Mon opinion
7 questions à Sascha Heyer, joueur de beach-volleyball
1. Le troisième principe de la Charte d’éthique du sport s’intitule : « Encourager la responsabilité propre et partagée ». Cela signifie que les sportifs et les sportives participent aux décisions qui les concernent. Comment se déroule le partage des responsabilités dans votre quotidien sportif ?
En tant que joueur de beach-volleyball, le partage des responsabilités est un élément central de mon quotidien. Nous sommes presque exclusivement livrés à nous-mêmes. Depuis la planification sportive jusqu’à la « gestion du personnel », en passant par la garantie financière, les relations publiques, le travail médiatique et l’administration, tout est sous notre responsabilité. Dans notre sport, sans initiative personnelle, rien n’est possible. Et cela sans parler de la responsabilité personnelle en matière d’engagement, de capacité à s’imposer et de volonté de gagner.
2. En quoi le partage des responsabilités diffère-t-il dans le sport professionnel et dans le sport populaire ?
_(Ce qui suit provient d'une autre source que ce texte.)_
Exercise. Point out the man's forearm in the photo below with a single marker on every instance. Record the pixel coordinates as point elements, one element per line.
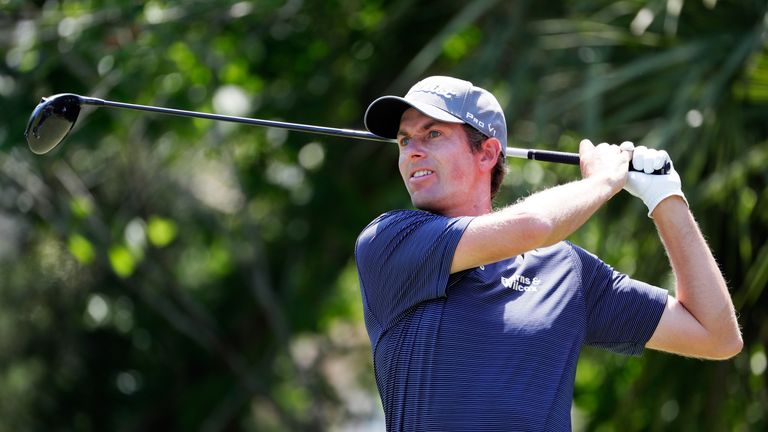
<point>700,286</point>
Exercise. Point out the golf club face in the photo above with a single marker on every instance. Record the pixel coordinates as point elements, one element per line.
<point>51,121</point>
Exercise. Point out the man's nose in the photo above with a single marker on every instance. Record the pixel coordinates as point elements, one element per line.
<point>414,149</point>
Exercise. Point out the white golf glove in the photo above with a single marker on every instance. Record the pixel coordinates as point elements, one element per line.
<point>652,189</point>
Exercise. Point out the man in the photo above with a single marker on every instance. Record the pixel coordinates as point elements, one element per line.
<point>477,317</point>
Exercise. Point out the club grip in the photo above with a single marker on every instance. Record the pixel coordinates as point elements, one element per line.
<point>573,159</point>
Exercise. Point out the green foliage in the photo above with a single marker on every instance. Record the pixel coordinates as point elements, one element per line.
<point>169,273</point>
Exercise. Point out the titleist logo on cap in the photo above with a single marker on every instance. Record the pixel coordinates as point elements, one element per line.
<point>436,89</point>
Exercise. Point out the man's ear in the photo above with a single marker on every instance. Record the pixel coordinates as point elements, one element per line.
<point>489,153</point>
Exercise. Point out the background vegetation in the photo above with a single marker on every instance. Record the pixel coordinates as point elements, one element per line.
<point>161,273</point>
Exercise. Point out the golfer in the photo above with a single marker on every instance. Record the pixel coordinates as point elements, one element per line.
<point>477,315</point>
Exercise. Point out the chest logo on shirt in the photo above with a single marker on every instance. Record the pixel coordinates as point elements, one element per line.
<point>521,283</point>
La signification du partage des responsabilités a changé fondamentalement quand je suis passé du volleyball en salle au beach-volleyball. Lorsque tu joues en salle, tu fais partie d’une grande équipe, avec des entraîneurs et une direction de club, qui se chargent de tous les aspects importants. Ta tâche consiste à accomplir une performance sportive de qualité pour l’équipe, à faire de ton mieux pour le club, et à avoir une attitude positive. Tout le reste, on s’en charge pour toi. Par contre, dans le beach-volleyball, tout est entre tes mains. Tu n’es pas seulement un sportif, tu es gérant d’une PME. Il va dès lors de soi que ton implication et ta volonté de réussir sont bien plus marquées que dans une organisation où tu n’es qu’une petite pierre de l’édifice.
3. Où se situent les limites de la responsabilité propre et de la responsabilité partagée dans le sport professionnel ?
Nous sommes obligés de nous en remettre à des experts. Sans ce transfert délibéré de responsabilité, nous ne serions pas en mesure d’assumer les performances que l’on attend de nous en raison de la charge considérable que représentent les activités autres que celles liées à l’aspect sportif.
4. La co-responsabilité consiste à partager les responsabilités. Quelles sont les personnes avec lesquelles vous partagez concrètement vos responsabilités ?
Nous disposons d’une équipe d’encadrement composée de dix personnes, qui assument la responsabilité pour nous dans des domaines importants et nous déchargent donc énormément. Qu’il s’agisse du coaching par nos entraîneurs expérimentés, de l’engagement d’une agence de marketing sportif professionnelle, du soutien en marketing assuré par une stagiaire, du support d’un webmaster pour le site Internet, de l’optimalisation de l’alimentation par un spécialiste des suppléments ou de l’accélération de la récupération grâce au physiothérapeute et à la masseuse médicale.
5. Pouvez-vous donner un exemple de ce que la responsabilité propre signifie dans votre quotidien sportif ?
Personne ne peut assumer pour moi la responsabilité de ma performance sportive et de ma motivation intérieure pour l’entraînement quotidien. Je me suis engagé à toujours produire la meilleure performance possible et à viser un niveau de performance optimal. Par ailleurs, nous sommes des ambassadeurs sportifs et nous avons un devoir éthique et moral vis-à-vis du public en tant que « sportifs défendant l’intérêt public ». Et ce en particulier par rapport aux jeunes et à des sujets délicats, tels que le tabac, l’alcool, les drogues et le dopage.
6. Selon vous, quelle est l’utilité de ce troisième principe de la Charte d’éthique pour les sportifs ?
En ce qui me concerne, le principe de la responsabilité partagée fait partie du quotidien. Sa mise en œuvre dans le sport n’est qu’une petite partie de cette règle d’éthique d’une importance capitale.
7. Ce principe vous a-t-il permis de tirer des avantages dans d’autres domaines que le sport ? Pouvez-vous donner des exemples ?
En ce qui concerne le sport, je souhaiterais que l’on accorde plus de valeur à la responsabilité propre et partagée dans d’autres domaines également (en particulier dans les sports d’équipe) et surtout par rapport au travail associatif, à la loyauté envers le club et à l’esprit d’équipe.